“Get out of the wagon, Nancy,” said Clallam. “Mart, help her down.”
“I'm going back,” said the man, blinking like a scolded dog. “I ain't stayin' here for nobody. You can tell him I said so, too.” Again his eye slunk sidewise towards the cabin, and instantly back.
“While you're staying,” said Mart, “you might as well give a hand here.”
He came with alacrity, and made a shift of unhitching the horses. “I was better off coupling freight cars on the Housatonic,” he soon remarked. His voice came shallow, from no deeper than his throat, and a peevish apprehension rattled through it. “That was a good job. And I've had better, too; forty, fifty, sixty dollars better.”
“Shall we unpack the wagon?” Clallam inquired.
“I don't know. You ever been to New Milford? I sold shoes there. Thirty-five dollars and board.”

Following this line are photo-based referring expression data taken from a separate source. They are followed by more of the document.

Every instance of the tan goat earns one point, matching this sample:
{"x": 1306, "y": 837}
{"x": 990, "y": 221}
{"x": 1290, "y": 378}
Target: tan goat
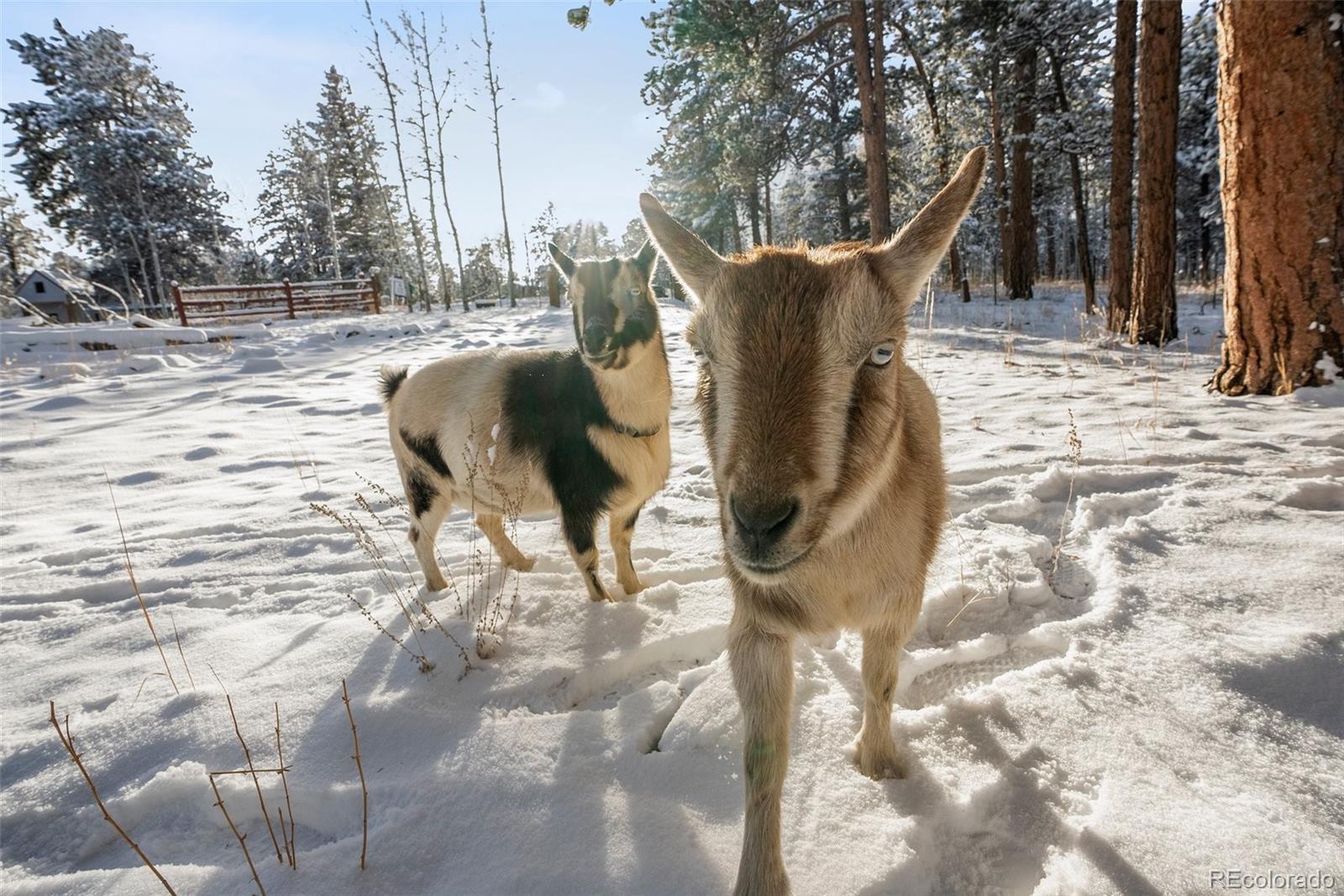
{"x": 828, "y": 464}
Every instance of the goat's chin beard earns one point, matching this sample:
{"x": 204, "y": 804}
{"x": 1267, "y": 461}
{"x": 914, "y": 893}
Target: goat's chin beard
{"x": 766, "y": 577}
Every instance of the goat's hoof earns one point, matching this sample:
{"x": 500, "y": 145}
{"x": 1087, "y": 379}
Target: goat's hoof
{"x": 879, "y": 765}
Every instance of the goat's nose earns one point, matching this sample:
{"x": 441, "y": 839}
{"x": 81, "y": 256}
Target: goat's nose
{"x": 761, "y": 523}
{"x": 596, "y": 338}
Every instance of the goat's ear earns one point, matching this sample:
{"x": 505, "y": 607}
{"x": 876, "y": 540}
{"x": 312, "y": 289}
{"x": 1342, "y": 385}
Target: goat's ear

The emigrants attended to their affairs, watering the horses and driving picket stakes. Leander uselessly followed behind them with conversation, blinking and with lower lip sagged, showing a couple of teeth. “My brother's in business in Pittsfield, Massachusetts,” said he, “and I can get a salary in Bridgeport any day I say so. That a Marlin?”
“No,” said Mart. “It's a Winchester.”
“I had a Marlin. He's took it from me. I'll bet you never got shot at.”
“Anybody want to shoot you?” Mart inquired.